Uncovering How to Work Together
In 2017 the Hariri Institute for Computing along with the BU Initiative on Cities held two workshops titled “Effective Community-University-Industry Collaboration Models for Smart and Connected Communities Research.” Attendees at these events included principal investigators, research directors, city officials, community partners, National Science Foundation (NSF) program managers, and federal agency and industry representatives. The primary focus of the conferences was on “smart cities” and projects that would bring together computer science and engineering with social scientists and community stakeholders to evaluate and discuss community-sourced challenges.
A White Paper Summary

Katharine Lusk, co-Director of the Initiative on Cities, recently authored a synthesis of the key lessons the emerged from the workshops. The white paper, “Lessons Learned in Effective Community-University-Industry Collaboration: Models for Smart and Connected Communities Research” highlights the factors that are important to nurturing trust and building productive and integrated teams. It is structured to address six questions posed to workshop participants:
- How do academic researchers and city practitioners initiate and invest in productive working relationships with one another?
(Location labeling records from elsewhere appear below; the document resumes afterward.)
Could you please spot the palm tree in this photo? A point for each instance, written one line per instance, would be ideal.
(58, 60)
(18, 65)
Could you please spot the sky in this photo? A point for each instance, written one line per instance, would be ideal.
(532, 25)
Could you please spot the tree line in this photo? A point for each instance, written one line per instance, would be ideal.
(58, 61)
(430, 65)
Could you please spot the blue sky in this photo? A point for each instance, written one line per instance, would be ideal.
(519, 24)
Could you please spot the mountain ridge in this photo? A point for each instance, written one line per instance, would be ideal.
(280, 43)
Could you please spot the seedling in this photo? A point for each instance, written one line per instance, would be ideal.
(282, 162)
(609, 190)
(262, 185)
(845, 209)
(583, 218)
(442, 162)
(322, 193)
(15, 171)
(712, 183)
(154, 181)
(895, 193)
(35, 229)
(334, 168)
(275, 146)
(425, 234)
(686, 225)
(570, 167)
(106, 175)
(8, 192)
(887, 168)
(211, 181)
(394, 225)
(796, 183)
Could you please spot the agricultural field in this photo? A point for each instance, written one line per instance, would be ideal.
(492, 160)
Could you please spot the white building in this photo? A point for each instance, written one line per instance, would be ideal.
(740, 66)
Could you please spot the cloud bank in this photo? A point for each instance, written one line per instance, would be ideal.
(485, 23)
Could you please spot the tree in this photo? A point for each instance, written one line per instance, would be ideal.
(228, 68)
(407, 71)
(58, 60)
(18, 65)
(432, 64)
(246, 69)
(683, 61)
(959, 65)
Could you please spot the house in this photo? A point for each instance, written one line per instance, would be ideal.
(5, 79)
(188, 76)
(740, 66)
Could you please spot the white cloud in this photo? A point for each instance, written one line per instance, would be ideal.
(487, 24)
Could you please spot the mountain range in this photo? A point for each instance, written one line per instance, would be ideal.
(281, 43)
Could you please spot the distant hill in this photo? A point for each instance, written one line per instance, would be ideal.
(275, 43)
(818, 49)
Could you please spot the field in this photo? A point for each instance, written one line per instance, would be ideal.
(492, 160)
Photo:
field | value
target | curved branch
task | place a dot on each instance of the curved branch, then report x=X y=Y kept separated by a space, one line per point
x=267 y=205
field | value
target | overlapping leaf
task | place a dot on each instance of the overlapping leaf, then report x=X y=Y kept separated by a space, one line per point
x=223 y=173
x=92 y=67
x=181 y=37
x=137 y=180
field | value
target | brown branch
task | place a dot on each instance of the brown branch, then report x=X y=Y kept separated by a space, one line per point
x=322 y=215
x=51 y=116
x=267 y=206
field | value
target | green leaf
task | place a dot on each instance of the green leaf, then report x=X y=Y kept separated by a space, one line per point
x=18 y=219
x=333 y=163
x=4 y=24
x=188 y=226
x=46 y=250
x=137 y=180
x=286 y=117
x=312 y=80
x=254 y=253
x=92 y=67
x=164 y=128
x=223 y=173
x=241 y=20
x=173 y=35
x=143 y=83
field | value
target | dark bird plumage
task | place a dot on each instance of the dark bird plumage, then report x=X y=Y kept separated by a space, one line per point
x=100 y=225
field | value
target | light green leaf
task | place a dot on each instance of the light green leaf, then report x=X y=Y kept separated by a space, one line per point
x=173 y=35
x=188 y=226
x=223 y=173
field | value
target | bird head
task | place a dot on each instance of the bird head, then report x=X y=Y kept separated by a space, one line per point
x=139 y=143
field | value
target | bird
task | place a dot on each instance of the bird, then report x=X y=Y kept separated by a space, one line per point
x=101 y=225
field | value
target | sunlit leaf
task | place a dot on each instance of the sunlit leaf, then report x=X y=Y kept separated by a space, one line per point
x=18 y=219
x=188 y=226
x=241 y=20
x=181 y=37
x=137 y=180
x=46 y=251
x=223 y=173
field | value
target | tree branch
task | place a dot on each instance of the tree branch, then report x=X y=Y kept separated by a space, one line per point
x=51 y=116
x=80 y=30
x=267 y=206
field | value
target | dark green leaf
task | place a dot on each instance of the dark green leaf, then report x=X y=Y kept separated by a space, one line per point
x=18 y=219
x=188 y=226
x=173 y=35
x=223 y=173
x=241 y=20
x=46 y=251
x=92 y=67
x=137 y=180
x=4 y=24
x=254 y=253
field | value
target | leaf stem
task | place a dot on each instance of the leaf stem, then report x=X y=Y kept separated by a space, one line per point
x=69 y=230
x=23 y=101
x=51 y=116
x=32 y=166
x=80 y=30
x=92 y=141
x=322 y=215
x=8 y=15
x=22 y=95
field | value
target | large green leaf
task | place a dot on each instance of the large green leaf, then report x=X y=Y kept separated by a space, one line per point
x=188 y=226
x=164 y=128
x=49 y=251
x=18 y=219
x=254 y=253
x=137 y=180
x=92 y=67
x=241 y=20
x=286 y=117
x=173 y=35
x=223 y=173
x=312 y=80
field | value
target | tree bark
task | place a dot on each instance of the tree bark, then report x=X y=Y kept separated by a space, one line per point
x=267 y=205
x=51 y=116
- How do universities help motivate and contribute to the formation of multi-disciplinary faculty and student networks?
- How do cities identify and prioritize their operational and community challenges, and enlist appropriate partners to help tackle them?
- How can industry position itself to serve as an open and engaged research partner?
- How do relationships and projects transition to formalized, sustainable partnerships that simultaneously advance science and societal well-being?
- How can findings and knowledge be disseminated more broadly, beyond the project team and geography?